'Our people don't take this lightly': Ted Tsetta case prompts debate over N.W.T.'s Wildlife Act
Charges were stayed against Ted Tsetta for hunting without tags in 2014
Indigenous people will continue to be charged for hunting caribou without a licence or tag where required, despite charges against a Dene man accused of doing just that being stayed in court.
That's according to Roger Shepard, counsel for the attorney general on the case recently stayed against former Yellowknives Dene First Nation chief Ted Tsetta.
Tsetta was charged in February 2014 for hunting caribou without tags. After returning to court 20 times, Tsetta signed a diversion agreement and proceedings were stayed.
A diversion agreement is an alternative to prosecution in court.
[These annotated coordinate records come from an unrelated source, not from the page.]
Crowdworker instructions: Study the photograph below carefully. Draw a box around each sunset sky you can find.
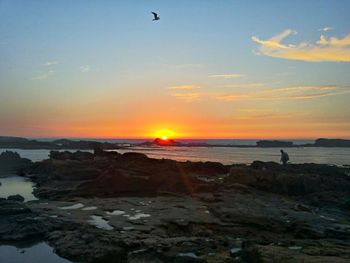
[0,0,350,138]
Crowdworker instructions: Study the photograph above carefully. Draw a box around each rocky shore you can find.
[0,150,350,263]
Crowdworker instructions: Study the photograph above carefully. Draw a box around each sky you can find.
[0,0,350,139]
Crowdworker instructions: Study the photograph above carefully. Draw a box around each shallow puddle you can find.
[127,213,151,220]
[0,242,71,263]
[106,210,125,216]
[81,206,97,211]
[88,215,114,230]
[59,203,84,210]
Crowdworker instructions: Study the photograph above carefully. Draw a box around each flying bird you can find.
[151,12,160,21]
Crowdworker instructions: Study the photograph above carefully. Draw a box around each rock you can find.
[26,150,227,198]
[176,252,198,258]
[230,247,242,258]
[7,194,24,202]
[0,151,32,174]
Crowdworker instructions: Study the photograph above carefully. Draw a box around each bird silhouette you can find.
[151,12,160,21]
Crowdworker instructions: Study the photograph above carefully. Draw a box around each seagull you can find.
[151,12,160,21]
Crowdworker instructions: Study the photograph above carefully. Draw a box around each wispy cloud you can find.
[44,60,59,67]
[171,93,201,102]
[165,63,203,69]
[168,84,201,90]
[212,86,350,101]
[318,26,333,32]
[222,82,265,88]
[252,29,350,62]
[80,65,91,72]
[208,73,244,79]
[32,70,55,80]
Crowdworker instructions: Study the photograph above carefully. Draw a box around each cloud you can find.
[168,85,201,90]
[171,93,201,102]
[252,29,350,62]
[222,82,265,88]
[80,65,91,72]
[212,86,350,101]
[32,70,55,80]
[208,74,244,79]
[44,60,59,67]
[318,26,333,32]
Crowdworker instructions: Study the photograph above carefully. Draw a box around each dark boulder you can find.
[0,151,31,174]
[7,194,24,202]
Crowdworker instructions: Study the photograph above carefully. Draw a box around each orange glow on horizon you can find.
[154,129,176,141]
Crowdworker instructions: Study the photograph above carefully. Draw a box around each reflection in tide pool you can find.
[59,203,84,210]
[0,175,37,202]
[0,242,71,263]
[88,215,114,230]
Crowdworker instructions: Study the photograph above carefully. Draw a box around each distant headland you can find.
[0,136,350,150]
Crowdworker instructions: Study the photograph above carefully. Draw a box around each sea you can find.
[0,138,350,166]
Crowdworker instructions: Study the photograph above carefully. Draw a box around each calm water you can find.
[0,175,37,202]
[0,242,71,263]
[0,147,350,165]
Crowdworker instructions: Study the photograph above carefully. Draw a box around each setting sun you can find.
[154,129,175,141]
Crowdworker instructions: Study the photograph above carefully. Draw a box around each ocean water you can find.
[0,242,71,263]
[0,147,350,165]
[0,174,37,202]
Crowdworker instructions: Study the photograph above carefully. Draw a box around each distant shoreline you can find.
[0,136,350,150]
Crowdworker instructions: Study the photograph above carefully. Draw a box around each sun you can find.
[154,129,175,141]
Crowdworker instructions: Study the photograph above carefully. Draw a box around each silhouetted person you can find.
[280,150,289,165]
[151,12,160,21]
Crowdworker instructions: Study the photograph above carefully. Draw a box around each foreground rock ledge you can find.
[0,150,350,262]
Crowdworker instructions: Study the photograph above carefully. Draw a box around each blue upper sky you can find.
[0,0,350,137]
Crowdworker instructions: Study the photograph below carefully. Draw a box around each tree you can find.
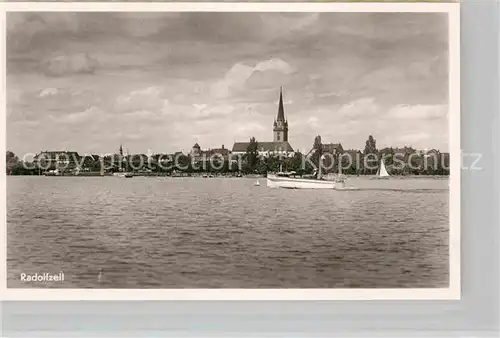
[5,150,19,174]
[246,137,259,172]
[311,135,323,167]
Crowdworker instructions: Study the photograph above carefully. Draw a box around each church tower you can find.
[273,87,288,142]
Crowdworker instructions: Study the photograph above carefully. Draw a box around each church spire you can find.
[277,86,285,122]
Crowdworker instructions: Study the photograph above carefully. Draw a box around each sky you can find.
[6,12,449,156]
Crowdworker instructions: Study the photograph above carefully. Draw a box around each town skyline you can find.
[7,13,448,154]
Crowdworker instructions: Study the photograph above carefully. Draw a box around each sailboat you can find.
[371,160,390,180]
[267,165,335,189]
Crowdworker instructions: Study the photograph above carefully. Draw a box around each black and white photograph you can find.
[2,3,461,299]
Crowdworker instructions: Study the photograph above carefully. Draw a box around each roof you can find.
[322,143,344,153]
[202,148,229,156]
[233,141,293,153]
[35,151,80,159]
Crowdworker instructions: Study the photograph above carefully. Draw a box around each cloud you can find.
[42,53,99,76]
[386,105,448,120]
[113,86,168,113]
[50,106,103,125]
[39,88,59,97]
[211,58,295,99]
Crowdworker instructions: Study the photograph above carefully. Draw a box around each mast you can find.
[318,155,323,180]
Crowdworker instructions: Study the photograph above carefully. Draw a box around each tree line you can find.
[6,135,449,175]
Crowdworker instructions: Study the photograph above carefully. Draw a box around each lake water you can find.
[7,176,449,288]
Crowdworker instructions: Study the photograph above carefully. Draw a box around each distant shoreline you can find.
[7,172,450,180]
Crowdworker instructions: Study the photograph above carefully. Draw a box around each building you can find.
[321,143,344,155]
[33,151,81,171]
[232,88,294,157]
[189,143,231,160]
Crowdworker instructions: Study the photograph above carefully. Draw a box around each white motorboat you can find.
[267,173,335,189]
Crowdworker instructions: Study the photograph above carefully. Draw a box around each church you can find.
[232,88,294,157]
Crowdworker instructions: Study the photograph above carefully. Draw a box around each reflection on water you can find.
[7,177,449,288]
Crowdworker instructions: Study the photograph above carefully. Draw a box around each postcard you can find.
[0,2,463,300]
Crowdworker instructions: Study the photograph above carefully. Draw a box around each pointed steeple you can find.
[277,86,285,122]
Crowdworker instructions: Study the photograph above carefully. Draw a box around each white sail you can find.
[377,161,389,177]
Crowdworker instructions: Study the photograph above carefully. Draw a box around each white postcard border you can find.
[0,2,461,301]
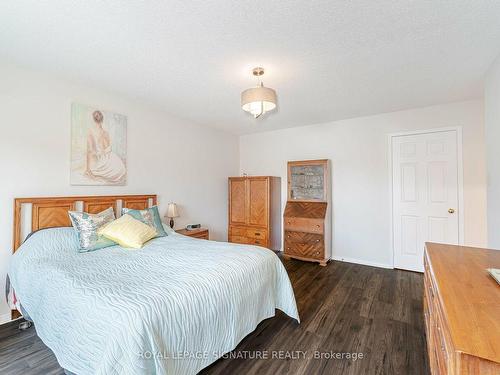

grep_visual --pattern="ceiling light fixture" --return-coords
[241,67,276,118]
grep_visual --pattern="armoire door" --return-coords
[248,177,269,227]
[229,178,247,225]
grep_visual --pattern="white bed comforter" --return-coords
[9,228,299,375]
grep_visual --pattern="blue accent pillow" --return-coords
[122,206,167,238]
[68,207,116,253]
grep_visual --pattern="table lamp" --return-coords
[166,203,179,228]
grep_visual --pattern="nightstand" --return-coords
[176,228,208,240]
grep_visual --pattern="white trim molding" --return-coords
[332,255,394,269]
[0,313,12,324]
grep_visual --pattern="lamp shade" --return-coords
[167,203,179,217]
[241,86,276,117]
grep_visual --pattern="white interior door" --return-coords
[392,130,459,272]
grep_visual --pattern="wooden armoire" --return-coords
[283,159,332,266]
[228,176,281,250]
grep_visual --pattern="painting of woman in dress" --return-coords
[71,104,127,185]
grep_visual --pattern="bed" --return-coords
[9,196,299,375]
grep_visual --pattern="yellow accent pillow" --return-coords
[98,214,158,249]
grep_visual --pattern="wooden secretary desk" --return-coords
[228,176,281,250]
[283,159,332,266]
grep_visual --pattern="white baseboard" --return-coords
[0,313,12,324]
[332,255,394,269]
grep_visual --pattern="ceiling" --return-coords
[0,0,500,134]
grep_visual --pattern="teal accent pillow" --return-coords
[68,207,116,253]
[122,206,167,238]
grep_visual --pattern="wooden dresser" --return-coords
[283,160,332,266]
[228,176,281,250]
[424,243,500,375]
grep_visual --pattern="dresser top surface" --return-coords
[426,243,500,362]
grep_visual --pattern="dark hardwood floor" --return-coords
[0,260,429,375]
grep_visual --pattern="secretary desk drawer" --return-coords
[285,231,325,259]
[284,217,323,234]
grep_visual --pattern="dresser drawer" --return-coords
[229,235,248,244]
[285,231,325,259]
[229,226,247,237]
[285,231,323,245]
[284,217,324,234]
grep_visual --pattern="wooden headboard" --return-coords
[13,195,157,251]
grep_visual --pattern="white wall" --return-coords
[0,65,238,321]
[484,56,500,249]
[240,100,487,267]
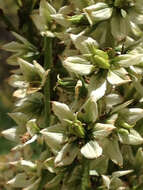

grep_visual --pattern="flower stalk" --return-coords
[44,37,53,126]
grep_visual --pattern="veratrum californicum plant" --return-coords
[0,0,143,190]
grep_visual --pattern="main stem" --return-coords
[44,37,53,127]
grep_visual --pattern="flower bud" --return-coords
[93,55,110,69]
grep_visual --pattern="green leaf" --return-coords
[81,141,102,159]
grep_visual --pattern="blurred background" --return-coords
[0,0,17,156]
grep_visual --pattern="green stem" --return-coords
[0,9,17,32]
[44,37,53,127]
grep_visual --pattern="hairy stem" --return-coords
[44,37,53,127]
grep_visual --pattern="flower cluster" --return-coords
[0,0,143,190]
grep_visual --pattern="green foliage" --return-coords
[0,0,143,190]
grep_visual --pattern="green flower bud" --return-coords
[119,120,133,129]
[68,14,88,24]
[94,49,109,60]
[93,55,110,69]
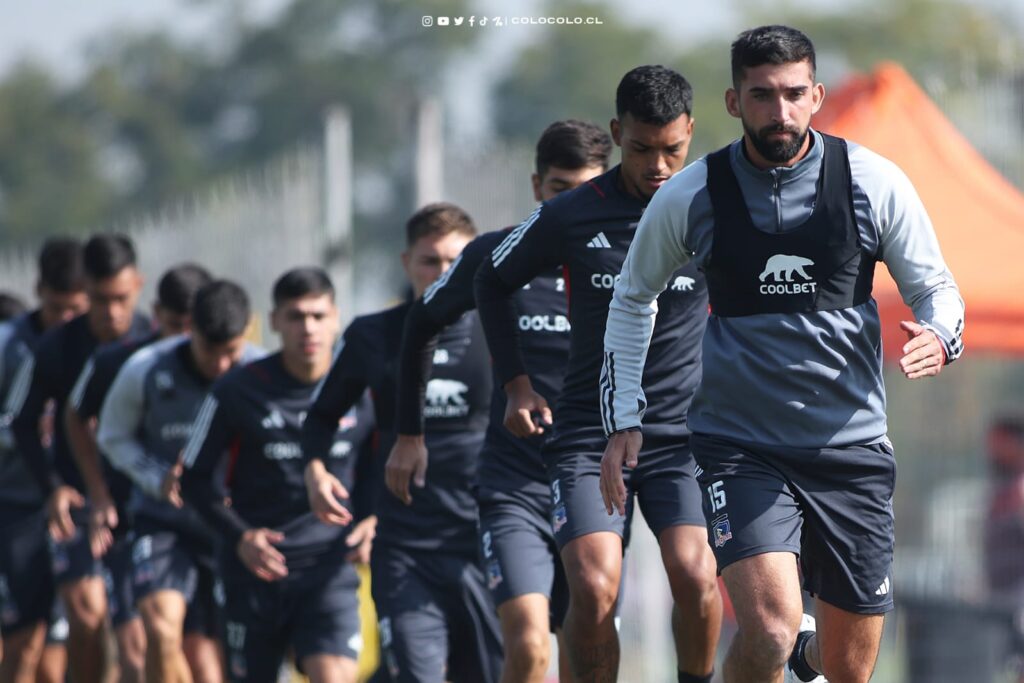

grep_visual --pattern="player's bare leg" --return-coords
[562,531,623,683]
[658,524,722,677]
[498,593,551,683]
[60,577,106,683]
[722,552,803,683]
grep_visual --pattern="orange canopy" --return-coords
[813,63,1024,357]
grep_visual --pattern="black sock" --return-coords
[790,631,821,681]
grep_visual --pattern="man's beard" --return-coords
[743,122,808,164]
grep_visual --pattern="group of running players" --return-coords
[0,27,963,683]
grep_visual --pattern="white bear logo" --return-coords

The diversion agreement has not been made public, but Tsetta was not found guilty.
In an email, Shepard said the court proceedings will not affect the implementation of the territory's Wildlife Act — but Dene Nation Chief Bill Erasmus thinks it should.
"We are discouraging the territorial government from apprehending any more people and laying any more charges," said Erasmus, who said he believes the Wildlife Act is largely not applicable to Indigenous people.
Shepard said that while the territorial government respects Indigenous rights outlined in the constitution, it will continue to apply and enforce the Wildlife Act, saying it is a matter of safety and conservation measures.
"Over the years, very, very seldom have our people been charged," said Erasmus, who added that most Indigenous people charged under the Act are likely to fight it, as it is matter of rights under section 35 of the constitution.
The territorial government should "really think out these issues before they charge people, because our people don't take this lightly," said Erasmus.